A potential buying opportunity?

The stock market in the US has been in a massive uptrend since the 20th of March this year. It is important to mention that we initially saw a huge correction all across the globe caused by the coronavirus outbreak where the market made a huge sell-off between the 20th of February and the 2nd part of March. In fact, the market lost on average around 35-40% of its value in 4 weeks caused by fear among investors that the deadly virus will lead to an economic slowdown and a big correction on the stock market. Well, it happened. The biggest companies out there, such as Apple, Facebook, Google, Netflix, Amazon etc. lost a big portion of their market value in only 3-4 weeks – a correction that we hadn’t seen for a long time. Even during the financial crisis the market the market took longer to lose 50% of its value between 2008 and 2009. The biggest losers when the pandemic of coronavirus started were airline companies. Delta and American Airlines for example are the biggest US airline companies. They lost around 70% of their market value in 3 weeks as countries and airports were closed, flights were cancelled and practically there was no business for the airlines. That was terrible for engine producers, such as Boeing as well and caused a massive reduction and a huge impact on their revenues and profits.

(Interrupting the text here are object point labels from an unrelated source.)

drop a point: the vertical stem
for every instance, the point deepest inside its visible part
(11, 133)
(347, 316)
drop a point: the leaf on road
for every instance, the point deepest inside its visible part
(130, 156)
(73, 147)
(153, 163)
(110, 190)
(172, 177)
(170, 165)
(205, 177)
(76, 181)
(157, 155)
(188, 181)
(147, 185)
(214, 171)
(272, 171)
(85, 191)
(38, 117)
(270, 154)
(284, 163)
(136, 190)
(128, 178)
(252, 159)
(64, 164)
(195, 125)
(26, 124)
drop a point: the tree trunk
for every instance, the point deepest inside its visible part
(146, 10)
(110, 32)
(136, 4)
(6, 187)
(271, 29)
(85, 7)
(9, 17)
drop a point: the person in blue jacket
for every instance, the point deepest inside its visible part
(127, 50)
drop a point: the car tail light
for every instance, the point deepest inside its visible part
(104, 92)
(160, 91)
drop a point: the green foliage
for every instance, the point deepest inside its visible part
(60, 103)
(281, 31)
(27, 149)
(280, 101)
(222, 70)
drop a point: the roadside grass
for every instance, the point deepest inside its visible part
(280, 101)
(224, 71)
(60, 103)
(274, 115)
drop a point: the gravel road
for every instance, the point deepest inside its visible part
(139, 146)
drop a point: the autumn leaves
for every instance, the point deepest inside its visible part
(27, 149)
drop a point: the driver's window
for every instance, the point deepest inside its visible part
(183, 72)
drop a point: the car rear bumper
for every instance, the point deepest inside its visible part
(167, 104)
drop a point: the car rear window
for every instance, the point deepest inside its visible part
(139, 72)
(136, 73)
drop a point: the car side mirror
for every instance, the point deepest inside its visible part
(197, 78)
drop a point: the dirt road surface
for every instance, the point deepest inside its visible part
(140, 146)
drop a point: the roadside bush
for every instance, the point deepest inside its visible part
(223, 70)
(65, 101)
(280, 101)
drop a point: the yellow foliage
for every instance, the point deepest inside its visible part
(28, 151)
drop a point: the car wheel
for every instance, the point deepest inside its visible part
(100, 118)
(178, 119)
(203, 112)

Yet, for those who didn’t have any stake on the stock market that correction was more than welcomed. In other words, the huge sell-off that caused the market to drop 35-40% in only a month was extremely favourable for intelligent investors who saw that as a great opportunity where they could buy their favourite stocks at a massive discount. So, the sell-off was over on the 20th of March and the market has been in a huge rally ever since. We have seen a huge appreciation all across the board where many of the leading companies out there have kept on reaching new all-time highs and breaking new records on the way up.

Let’s look at today’s picture. Actually, after the huge bullish rally in the past 6 months, we saw a bit of a profit-taking correction taking place in the beginning of September. Well, that was only logical taking into account the crazy bullish movement after the coronavirus outbreak. In other words, traders and investors collected some of the profits they had made to the upside which was only logical to expect, and that led to around 10% correction in the first 3 weeks of September. Yet, the market is on the rise again. Why is that? Well, the recent correction that occurred has given an opportunity for investors to buy their favourite stocks at a reasonable discount and follow the overall bullish trend. Moreover, the market is preparing for the upcoming earnings season this month where all publicly traded companies will be announcing their 3rd quarter financial results. As a matter of fact, those quarterly financial results have always been huge for the market. They bring lots of volatility on the market and amazing opportunities to benefit from. We at Dow Experts always look for such great opportunities that would help us maximize our followers’ profitability on the market and are very excited about the upcoming earnings season.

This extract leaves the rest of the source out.